Japanese Pittosporum

When I first moved to Houston it was like being in an alien landscape. Oaks, maples and pines were clearly oaks, maples and pines but the bark, the leaf shape even the structure of the plants was just slightly tweaked from those in New England.

So when I saw the pittsoporums I thought ‘Aren’t the azaleas different down here?’. And since it was May when I first arrived I patiently waited for the next spring to see what colors the flowers would be.

But of course there were no flowers and my azaleas were not azaleas but Pittsoporums, something we don’t have in New England. I saw some again in Hawaii and almost didn’t recognize them. The species common there grow about twice the size with leaves about three times the size of the ones in Houston.

There are many varieties of Pittosporum, be sure to do some research before purchasing one. Japanese (Mock Orange) is the most common. It is slow growing and will max out at ~3′ tall. Variegated is fast growing and can reach 15′ in full sun, 6′ in shade. Tarata (Eugenioides) will grow to 35′ in height.

This plant is heavily used by contractors and you’d be hard put to find a home in Houston that didn’t come with Pittsoporum installed in the landscape.

Flowers are small, white, and not really noticeable in the early spring except for the nice fragrance.

Leaves are thick and leathery. They grow in round patterns about the stem and are extremely densely packed. Plants remain evergreen.

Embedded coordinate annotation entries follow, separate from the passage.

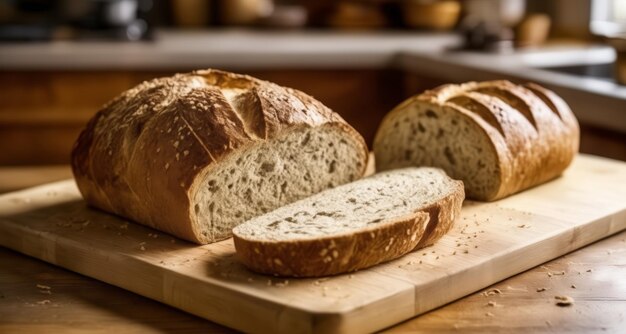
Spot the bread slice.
[373,81,579,201]
[72,70,369,244]
[233,168,464,277]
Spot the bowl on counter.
[402,0,461,30]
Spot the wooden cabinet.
[0,69,626,165]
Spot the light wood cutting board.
[0,155,626,333]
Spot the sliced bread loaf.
[233,168,464,277]
[373,81,579,201]
[72,70,368,243]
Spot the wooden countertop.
[0,166,626,333]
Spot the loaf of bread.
[233,167,465,277]
[72,70,368,243]
[374,81,580,201]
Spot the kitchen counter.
[0,29,626,133]
[0,166,626,333]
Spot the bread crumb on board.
[483,289,502,297]
[36,284,52,295]
[554,296,574,307]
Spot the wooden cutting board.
[0,155,626,333]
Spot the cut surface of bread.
[72,70,369,244]
[233,168,464,277]
[192,126,363,240]
[374,81,579,201]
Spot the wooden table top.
[0,166,626,334]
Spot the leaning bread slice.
[233,168,464,277]
[373,81,579,201]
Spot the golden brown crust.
[416,180,465,248]
[72,70,368,242]
[233,212,429,277]
[233,176,465,277]
[374,80,580,201]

It will grow in full sun to shade, and prefers slightly moist soil. It is drought tolerant once established, but will rot quickly in soils that are always wet. It prefers an acidic soil, but will usually tolerate a more basic soil. These are good along the coast since they do not mind salt spray.

They are very sensitive to root rot and fungus, and fungicides often cause the death of Pittsoaporum. If there is a fungus problem cut the effected area back at least 6″ below damage. All you can do is try to keep it happy and hope it fights it off on its own. I lost two during a wet, rainy spring.

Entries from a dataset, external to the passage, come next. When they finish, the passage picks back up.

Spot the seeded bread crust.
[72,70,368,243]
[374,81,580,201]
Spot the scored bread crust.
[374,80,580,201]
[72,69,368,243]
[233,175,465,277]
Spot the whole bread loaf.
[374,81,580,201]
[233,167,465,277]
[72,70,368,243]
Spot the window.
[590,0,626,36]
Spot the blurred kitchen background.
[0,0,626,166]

I lost some of these during a rainy spring, the remaining ones during Ike.

Root rot in Pittsoporum

They are also sensitive to magnesium deficiency in our high pH soil in Houston. Leaves yellow at the edges when this happens. So fertilize lightly and often.

Plants grow rapidly when young, slowing as they reach mature size.

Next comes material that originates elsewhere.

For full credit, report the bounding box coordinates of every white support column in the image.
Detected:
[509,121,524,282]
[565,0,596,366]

Watch for aphids and scale on the underside of the leaves. Mealy bugs may also attack this plant. Mites will be seen as fine webbing all over your plant.

This, and several other plants are also known as ‘mock oranges’. There are over 1,000 varieties in this species. They are native too Japan, China and Africa

Best time for transplanting these is very late spring or very late summer, just on the edges of the summer. Propagate by cuttings.

4 thoughts on “Japanese Pittosporum

  1. I grew up with pittsoaporum in my suburban San Antonio back yard as a kid. I haven’t seen one in a couple years being in Montana, but reading your post brought back the memory and the smell that is so tied to my childhood, running reckless through the backyard and squeezing the thick, soft leaves through my fingers. Funny a silly little plant like that could bring back those memories. Thanks for giving it a name for me.

  2. I don’t reall care for the look of pittosporum much. I have one planted in my garden only because a neighbor gave me a branch and told me to plant it. I did three years ago and it is now a healthy plant. I don’t have the heart to take it up.

    There is a dwarf variegated pittosporum, though, named Winter Frost, that I bought a couple of years ago and like very much. I have it in a container on my north facing patio. It gets about three hours sun and seems to be very healthy.

  3. I’ve seen the variegated, I haven’t tried to grow one yet. They are very nice looking.

    I lost three of them last year in all the spring rain. This year, there’s been so little rain the remaining one is doing great and one of the others is attempting to come back from its roots.